Shanghai l’a voulue et la fera : la plus géante Expo Universelle de tous les temps, 200 pays, 250 pavillons, 100 millions de visiteurs attendus de mai à octobre sous le slogan de «ville meilleure, vie meilleure». Elle sera aussi la plus ambitieuse, au point d’en être parfois un peu dépassée : trois nouveaux tunnels sous la rivière Pu reliant les deux sites de l’Expo, ont compliqué l’évacuation des boues, la distribution d’électricité, retardé le gros-oeuvre : Pékin a dû reprendre à la mairie de Shanghai la direction du chantier.
Le résultat est un complexe vibrant sous les crépitements des soudeurs à l’arc, les ahans des maçons et grondements des bétonneuses, dont émergent déjà les structures, l’intimité joyeuse du pavillon hollandais (ruelle d’Amsterdam), la sphère lumineuse du pavillon britannique, les vasques de 30m de hauteur du boulevard de l’expo, la soucoupe volante du théâtre à 280M$ pour 18000 places, appelé à porter le nom de Benz en 2011 et à accueillir les show-matchs de basket-ball de la NBA.
Formule obligée par l’écart de richesses des nations, l’expo se décline en trois classes : celle des 42 pays qui choisissent leur architecture, celle des 46 locataires d’un espace clé en main, et celle des plus de 80 pays en voie de développement qui se partagent des halles, telle l’africaine aux parois de girafes et baobabs.
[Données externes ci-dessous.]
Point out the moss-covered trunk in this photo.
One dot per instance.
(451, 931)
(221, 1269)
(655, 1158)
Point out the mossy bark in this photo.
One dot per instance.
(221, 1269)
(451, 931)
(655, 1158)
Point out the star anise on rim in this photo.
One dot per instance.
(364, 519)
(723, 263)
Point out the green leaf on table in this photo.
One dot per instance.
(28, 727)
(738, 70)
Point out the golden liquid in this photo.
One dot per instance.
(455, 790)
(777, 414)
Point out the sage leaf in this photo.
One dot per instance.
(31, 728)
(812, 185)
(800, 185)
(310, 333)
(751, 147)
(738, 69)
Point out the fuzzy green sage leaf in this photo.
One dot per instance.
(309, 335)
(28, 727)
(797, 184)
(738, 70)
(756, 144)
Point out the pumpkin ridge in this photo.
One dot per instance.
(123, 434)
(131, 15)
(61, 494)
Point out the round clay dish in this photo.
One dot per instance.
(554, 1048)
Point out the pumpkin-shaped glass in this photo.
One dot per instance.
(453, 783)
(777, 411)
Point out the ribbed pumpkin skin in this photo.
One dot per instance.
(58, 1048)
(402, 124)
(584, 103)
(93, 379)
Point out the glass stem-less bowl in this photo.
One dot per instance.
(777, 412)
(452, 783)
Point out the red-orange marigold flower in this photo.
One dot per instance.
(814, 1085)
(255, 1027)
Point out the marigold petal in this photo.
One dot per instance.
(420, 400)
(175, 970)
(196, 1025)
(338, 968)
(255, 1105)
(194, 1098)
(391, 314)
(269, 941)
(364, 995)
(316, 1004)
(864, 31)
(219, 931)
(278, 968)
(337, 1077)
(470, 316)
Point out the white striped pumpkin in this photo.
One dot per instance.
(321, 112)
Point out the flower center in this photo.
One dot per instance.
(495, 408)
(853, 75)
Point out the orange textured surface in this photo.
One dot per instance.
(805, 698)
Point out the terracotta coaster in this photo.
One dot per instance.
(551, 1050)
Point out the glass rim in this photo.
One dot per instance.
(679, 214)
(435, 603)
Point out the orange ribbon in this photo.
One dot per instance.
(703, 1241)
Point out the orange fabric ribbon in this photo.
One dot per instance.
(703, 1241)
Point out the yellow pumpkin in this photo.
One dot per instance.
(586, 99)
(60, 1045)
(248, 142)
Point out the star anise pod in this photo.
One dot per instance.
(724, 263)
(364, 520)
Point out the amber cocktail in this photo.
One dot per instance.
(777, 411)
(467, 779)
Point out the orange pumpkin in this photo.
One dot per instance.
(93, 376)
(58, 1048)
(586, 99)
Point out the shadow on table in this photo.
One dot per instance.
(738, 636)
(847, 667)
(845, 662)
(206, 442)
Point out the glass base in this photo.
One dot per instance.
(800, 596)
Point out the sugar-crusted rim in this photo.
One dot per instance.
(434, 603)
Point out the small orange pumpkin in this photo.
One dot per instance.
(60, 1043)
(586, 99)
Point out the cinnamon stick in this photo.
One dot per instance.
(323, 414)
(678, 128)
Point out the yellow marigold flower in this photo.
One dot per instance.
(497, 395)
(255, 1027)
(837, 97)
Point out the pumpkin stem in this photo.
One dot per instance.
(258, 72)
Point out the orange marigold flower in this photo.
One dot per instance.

Les moyens varient du tout au tout, des 8M² du joli volume belgo-européen (un neurone, terminaison nerveuse des pays de l’Union), aux 100M² du Japon, effort sans précédent. En une démarche ambivalente, nationale et altruiste à la fois, tous quêtent les regards et les investissements du monde, mais font aussi le point ensemble sur les moyens techniques et le sens de la vie dans nos villes modernes. L’usage des matériaux de pointe (membranes de revêtement, éclairages LED, fibre optique) et de végétaux évoque bien cet aspect idéaliste et militant. Chaque pays déploie un concept : la conche marine pour Israël (curieuse cloche de béton et de verre), les dunes pour les Emirats, le panier d’osier pour l’Espagne, un titanesque portique « Pailou » pour la Chine.
Avec Ville sensuelle, de l’architecte J. Ferrier, la France a choisi les 5 sens, dans un atrium ceint d’une résille minérale et habillé par la cascade d’un jardin «à la française» vertical.
Pour conserver l’intérêt durant le semestre de fastes, Maison France abritera 4 restaurants, une chaîne de télévision HD, une expo du musée d’Orsay (Gauguin, Rodin, Van Gogh) et 10 autres gadgets, tel ces mariages célébrés sur place et un concours des plus jolis mariés (1er prix : une semaine en France).
Et les Shanghaïens, comment prennent-ils les choses ? Avec bonhomie. L’immense fierté pour la promotion de leur ville. Le stress des embouteillages, de la pollution des 1000 chantiers urbains. La campagne de propagande musclée, genre « patriotisme municipal » marche plutôt bien : 500.000 jeunes se sont présentés, pour les 170.000 places de volontaires dont 60.000 sur l’expo même et les autres, en ville… En résumé : à compter du premier mai, pour six mois, un rendez-vous qu’on ne saurait rater.